Re: Myanmar Page @ Chapter 11

From: Asmus Freytag (asmusf@ix.netcom.com)
Date: Sat Mar 01 2008 - 21:43:43 CST

  • Next message: David Starner: "Re: Myanmar Page @ Chapter 11"

    On 3/1/2008 9:58 AM, David Starner wrote:
    > On Sat, Mar 1, 2008 at 12:53 AM, Javier SOLA <lists@khmeros.info> wrote:
    >
    >> Dear Ngwe Tun,
    >>
    >> Why is it important to encode the fractions? Are they a common part of
    >> Myanmar text? Fractions are usually not encoded in other languages.
    >>
    >
    > Unicode intends to be a complete standard for encoding text, including
    > a huge array of characters including the interrobang, obscure phonetic
    > characters, characters for obsolete orthographies for small languages,
    > and Chinese characters found only in dictionaries. A character does
    > not need to be a common part of Myanmar text to be worth encoding.
    > None of this affects Kent Karlsson's argument that they've already
    > been encoded, of course.
    >
    >
    >
    >
    The question whether a character is common (or part of a common script)
    is not as important as whether it is something that (1) can and (2)
    should be standardized.

    (1) Things for which there is conflicting or sketchy usage information,
    or uncertainty about meaning and (salient features and permitted
    variation of) appearance (or both) simply can't be standardized, because
    the act of standardization requires that such information be available,
    sufficient, and settled.

    (2) Things that are private, short-lived, whimsical, idiosyncratic, or
    don't fit a reasonable description of "character" are things that
    shouldn't be standardized. (Also things that would violate stability
    policies). Character codes are forever, and standardization implies that
    there are both senders and receivers that will be interested in
    exchanging this character, and (at least some) implementations will
    incur the costs to make the possibility of such interchange real.

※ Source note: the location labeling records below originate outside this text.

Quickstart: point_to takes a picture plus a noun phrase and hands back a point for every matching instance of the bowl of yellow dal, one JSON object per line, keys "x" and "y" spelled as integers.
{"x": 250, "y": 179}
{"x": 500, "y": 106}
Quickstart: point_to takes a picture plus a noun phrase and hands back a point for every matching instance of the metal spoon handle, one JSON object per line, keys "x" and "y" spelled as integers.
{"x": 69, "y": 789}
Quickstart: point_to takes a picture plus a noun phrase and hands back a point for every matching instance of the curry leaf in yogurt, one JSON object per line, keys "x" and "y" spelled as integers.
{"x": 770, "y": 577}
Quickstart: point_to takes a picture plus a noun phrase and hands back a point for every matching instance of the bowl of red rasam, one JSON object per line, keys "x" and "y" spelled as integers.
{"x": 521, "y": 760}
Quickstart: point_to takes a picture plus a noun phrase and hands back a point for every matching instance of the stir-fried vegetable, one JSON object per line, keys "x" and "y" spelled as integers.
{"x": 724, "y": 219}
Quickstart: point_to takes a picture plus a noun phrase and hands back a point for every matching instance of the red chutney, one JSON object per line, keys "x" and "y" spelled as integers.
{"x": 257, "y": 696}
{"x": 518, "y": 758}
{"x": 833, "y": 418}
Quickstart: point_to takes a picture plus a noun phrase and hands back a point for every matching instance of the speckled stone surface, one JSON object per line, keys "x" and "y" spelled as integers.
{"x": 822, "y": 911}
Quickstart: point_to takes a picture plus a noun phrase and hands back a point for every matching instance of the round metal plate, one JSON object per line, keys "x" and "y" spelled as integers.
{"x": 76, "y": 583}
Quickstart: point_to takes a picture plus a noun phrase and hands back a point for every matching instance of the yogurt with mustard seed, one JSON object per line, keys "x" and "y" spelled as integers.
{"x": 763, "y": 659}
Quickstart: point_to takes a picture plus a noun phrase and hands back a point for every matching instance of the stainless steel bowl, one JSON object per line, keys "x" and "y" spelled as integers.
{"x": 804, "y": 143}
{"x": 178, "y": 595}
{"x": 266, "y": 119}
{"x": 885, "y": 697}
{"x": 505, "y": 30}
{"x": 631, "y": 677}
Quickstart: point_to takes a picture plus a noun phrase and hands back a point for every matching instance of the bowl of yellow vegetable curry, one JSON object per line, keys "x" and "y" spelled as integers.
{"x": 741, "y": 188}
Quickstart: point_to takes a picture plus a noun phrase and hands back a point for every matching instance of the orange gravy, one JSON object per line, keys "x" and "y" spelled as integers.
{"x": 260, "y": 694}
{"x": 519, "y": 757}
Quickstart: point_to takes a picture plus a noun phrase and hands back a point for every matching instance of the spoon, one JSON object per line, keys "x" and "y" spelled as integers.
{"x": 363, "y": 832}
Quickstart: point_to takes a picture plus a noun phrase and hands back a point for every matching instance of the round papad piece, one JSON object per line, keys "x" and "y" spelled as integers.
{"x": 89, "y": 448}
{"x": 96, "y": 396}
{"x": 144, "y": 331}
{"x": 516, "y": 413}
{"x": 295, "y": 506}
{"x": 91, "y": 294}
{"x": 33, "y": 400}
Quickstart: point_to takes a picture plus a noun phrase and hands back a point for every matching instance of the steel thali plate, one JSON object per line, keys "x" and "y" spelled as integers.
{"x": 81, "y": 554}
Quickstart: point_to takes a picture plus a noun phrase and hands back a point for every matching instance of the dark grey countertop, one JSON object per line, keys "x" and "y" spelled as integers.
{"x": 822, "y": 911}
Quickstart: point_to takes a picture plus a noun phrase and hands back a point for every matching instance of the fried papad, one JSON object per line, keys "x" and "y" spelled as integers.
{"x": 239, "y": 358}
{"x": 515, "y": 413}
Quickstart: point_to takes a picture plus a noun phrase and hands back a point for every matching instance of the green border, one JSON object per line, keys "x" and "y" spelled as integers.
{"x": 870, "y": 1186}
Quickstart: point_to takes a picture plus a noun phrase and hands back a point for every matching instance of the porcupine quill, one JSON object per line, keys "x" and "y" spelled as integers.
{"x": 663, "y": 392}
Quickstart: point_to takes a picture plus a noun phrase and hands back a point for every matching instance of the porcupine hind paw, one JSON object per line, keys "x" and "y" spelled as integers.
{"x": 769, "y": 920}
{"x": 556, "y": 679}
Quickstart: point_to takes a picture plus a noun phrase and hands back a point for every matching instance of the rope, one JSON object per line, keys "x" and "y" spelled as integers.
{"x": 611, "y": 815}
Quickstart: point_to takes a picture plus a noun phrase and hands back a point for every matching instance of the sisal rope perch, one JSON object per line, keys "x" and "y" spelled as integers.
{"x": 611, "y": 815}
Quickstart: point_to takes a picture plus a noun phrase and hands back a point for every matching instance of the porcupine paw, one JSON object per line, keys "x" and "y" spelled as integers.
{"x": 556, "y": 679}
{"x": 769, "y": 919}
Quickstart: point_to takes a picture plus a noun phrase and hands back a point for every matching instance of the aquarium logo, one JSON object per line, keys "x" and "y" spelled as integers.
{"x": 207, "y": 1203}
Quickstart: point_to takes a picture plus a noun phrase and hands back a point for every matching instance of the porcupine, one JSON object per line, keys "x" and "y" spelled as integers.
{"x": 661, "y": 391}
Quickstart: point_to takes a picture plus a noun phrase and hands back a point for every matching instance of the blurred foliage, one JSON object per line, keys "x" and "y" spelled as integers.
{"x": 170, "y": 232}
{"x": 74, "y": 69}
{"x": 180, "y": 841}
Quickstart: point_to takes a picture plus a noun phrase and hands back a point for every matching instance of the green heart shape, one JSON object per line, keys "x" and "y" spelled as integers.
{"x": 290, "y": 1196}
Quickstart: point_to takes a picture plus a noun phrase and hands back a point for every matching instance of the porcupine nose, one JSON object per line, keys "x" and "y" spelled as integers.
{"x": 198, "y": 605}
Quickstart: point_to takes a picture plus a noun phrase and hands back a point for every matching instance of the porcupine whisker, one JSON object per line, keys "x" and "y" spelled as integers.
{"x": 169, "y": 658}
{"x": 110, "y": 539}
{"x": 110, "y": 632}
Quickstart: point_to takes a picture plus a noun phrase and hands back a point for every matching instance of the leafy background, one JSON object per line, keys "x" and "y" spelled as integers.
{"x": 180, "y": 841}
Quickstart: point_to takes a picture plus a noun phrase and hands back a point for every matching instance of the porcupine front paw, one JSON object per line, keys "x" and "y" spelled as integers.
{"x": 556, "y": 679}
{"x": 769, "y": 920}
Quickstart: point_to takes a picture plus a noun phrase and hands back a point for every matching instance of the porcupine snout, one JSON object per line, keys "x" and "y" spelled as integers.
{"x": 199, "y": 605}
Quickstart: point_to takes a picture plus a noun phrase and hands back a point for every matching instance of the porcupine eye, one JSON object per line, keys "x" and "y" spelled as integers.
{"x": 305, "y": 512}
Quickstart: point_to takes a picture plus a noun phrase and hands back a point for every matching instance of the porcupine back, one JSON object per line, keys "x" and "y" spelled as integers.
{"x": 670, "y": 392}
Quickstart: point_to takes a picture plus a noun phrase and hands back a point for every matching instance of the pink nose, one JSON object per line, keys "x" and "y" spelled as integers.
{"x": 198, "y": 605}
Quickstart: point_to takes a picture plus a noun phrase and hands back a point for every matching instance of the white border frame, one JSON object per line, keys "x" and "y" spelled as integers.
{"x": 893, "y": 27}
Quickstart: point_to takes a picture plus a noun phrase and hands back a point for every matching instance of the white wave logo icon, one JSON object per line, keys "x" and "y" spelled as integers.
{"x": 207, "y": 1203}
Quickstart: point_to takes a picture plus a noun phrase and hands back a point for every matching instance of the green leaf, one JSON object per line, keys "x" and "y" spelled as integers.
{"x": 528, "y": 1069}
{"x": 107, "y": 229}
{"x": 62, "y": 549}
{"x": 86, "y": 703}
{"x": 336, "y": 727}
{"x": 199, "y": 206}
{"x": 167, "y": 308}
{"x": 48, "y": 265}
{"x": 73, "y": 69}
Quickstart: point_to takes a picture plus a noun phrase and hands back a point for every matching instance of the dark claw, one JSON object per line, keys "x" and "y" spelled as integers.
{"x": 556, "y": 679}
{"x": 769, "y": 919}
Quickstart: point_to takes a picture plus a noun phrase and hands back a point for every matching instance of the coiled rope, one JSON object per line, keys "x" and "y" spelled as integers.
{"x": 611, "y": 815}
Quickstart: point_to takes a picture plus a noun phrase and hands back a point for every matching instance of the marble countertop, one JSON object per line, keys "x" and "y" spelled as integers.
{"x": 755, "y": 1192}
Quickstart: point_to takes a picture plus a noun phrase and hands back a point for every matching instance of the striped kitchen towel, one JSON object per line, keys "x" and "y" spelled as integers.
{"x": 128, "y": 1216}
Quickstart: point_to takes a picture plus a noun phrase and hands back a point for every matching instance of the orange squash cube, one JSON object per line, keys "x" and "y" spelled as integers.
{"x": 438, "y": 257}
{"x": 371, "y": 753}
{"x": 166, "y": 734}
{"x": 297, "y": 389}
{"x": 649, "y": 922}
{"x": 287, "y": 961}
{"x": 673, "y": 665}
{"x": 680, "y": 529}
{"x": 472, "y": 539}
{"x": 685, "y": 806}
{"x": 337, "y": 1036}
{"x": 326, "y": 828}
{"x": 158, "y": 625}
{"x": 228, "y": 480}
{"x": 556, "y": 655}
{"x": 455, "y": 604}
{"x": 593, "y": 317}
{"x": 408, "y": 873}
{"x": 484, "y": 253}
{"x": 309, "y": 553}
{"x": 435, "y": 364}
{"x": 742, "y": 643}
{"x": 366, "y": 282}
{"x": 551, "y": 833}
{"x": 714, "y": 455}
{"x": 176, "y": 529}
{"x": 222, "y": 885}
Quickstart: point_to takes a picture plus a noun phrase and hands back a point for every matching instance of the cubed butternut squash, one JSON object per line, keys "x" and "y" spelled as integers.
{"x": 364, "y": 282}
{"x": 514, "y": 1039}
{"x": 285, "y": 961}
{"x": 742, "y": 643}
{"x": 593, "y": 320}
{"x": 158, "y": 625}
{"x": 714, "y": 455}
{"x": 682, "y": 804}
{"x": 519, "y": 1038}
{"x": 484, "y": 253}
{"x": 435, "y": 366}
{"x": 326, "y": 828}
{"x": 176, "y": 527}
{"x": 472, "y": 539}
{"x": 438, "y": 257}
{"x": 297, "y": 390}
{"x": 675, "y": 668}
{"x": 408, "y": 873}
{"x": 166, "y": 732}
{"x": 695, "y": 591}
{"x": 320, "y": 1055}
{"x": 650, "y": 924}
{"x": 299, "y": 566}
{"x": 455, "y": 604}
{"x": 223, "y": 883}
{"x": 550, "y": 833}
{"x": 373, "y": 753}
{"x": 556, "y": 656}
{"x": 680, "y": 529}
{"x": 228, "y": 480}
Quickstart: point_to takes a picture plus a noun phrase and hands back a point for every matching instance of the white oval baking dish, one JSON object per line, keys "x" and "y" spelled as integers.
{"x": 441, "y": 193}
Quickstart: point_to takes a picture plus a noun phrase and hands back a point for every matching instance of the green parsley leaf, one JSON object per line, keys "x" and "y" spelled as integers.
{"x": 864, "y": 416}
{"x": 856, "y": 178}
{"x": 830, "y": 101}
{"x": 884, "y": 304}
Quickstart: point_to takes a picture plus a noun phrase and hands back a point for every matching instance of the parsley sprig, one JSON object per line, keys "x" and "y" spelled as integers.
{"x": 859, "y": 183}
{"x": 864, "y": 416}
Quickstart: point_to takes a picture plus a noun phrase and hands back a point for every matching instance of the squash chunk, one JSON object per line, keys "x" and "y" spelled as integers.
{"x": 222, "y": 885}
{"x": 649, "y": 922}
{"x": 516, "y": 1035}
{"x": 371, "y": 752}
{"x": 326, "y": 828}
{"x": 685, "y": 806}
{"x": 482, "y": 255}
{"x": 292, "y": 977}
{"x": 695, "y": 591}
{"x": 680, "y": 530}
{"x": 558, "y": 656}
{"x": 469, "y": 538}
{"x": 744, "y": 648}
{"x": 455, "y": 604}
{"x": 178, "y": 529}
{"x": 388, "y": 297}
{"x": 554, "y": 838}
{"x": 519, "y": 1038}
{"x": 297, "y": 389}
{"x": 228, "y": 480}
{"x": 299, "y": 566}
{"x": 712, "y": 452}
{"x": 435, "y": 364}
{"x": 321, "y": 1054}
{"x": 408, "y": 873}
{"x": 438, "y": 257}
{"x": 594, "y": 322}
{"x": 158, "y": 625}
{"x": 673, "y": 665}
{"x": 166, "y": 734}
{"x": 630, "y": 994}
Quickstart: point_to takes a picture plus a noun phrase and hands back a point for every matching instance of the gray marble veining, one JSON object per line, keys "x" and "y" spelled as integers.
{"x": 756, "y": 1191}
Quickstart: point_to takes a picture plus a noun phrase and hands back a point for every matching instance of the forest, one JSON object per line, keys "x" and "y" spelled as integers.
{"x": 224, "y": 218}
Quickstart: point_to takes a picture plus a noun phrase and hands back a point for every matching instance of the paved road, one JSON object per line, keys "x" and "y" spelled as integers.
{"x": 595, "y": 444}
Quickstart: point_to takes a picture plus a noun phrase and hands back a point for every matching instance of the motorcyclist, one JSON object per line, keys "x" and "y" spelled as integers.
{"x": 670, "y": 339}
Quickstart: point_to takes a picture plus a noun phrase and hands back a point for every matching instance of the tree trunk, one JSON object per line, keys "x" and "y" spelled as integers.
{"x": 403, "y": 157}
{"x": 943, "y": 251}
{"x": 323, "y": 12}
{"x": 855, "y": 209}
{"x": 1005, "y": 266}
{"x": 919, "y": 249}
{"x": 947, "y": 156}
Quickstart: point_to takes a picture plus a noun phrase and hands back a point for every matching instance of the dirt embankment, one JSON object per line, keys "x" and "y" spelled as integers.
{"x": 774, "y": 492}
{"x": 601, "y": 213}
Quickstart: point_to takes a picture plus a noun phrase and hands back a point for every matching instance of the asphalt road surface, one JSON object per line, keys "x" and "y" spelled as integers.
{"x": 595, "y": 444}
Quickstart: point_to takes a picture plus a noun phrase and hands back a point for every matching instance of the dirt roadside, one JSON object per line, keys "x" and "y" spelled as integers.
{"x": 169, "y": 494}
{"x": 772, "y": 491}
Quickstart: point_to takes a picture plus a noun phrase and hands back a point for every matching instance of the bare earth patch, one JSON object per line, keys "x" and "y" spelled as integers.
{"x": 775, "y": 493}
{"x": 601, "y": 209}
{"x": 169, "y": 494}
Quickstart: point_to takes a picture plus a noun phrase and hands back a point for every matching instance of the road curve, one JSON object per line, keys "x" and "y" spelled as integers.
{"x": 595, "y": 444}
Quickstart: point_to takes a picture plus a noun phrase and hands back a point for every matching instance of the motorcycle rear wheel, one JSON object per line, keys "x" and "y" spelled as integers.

    Characters that are not common, and members of scripts that are not
    common, often suffer from the first problem, until such time that
    research has caught up with them. That, however, merely reflects the
    difficultly of getting access to sufficient information about something
    that's rare or obscure from the vantage point of the character coder. It
    does not reflect a desire to not encode something simply because its not
    common.

    Entities that should not be coded, on the other hand, can be quire
    common (e.g. the apple logo). If commonality was the primary yardstick
    it would have long since been part of Unicode.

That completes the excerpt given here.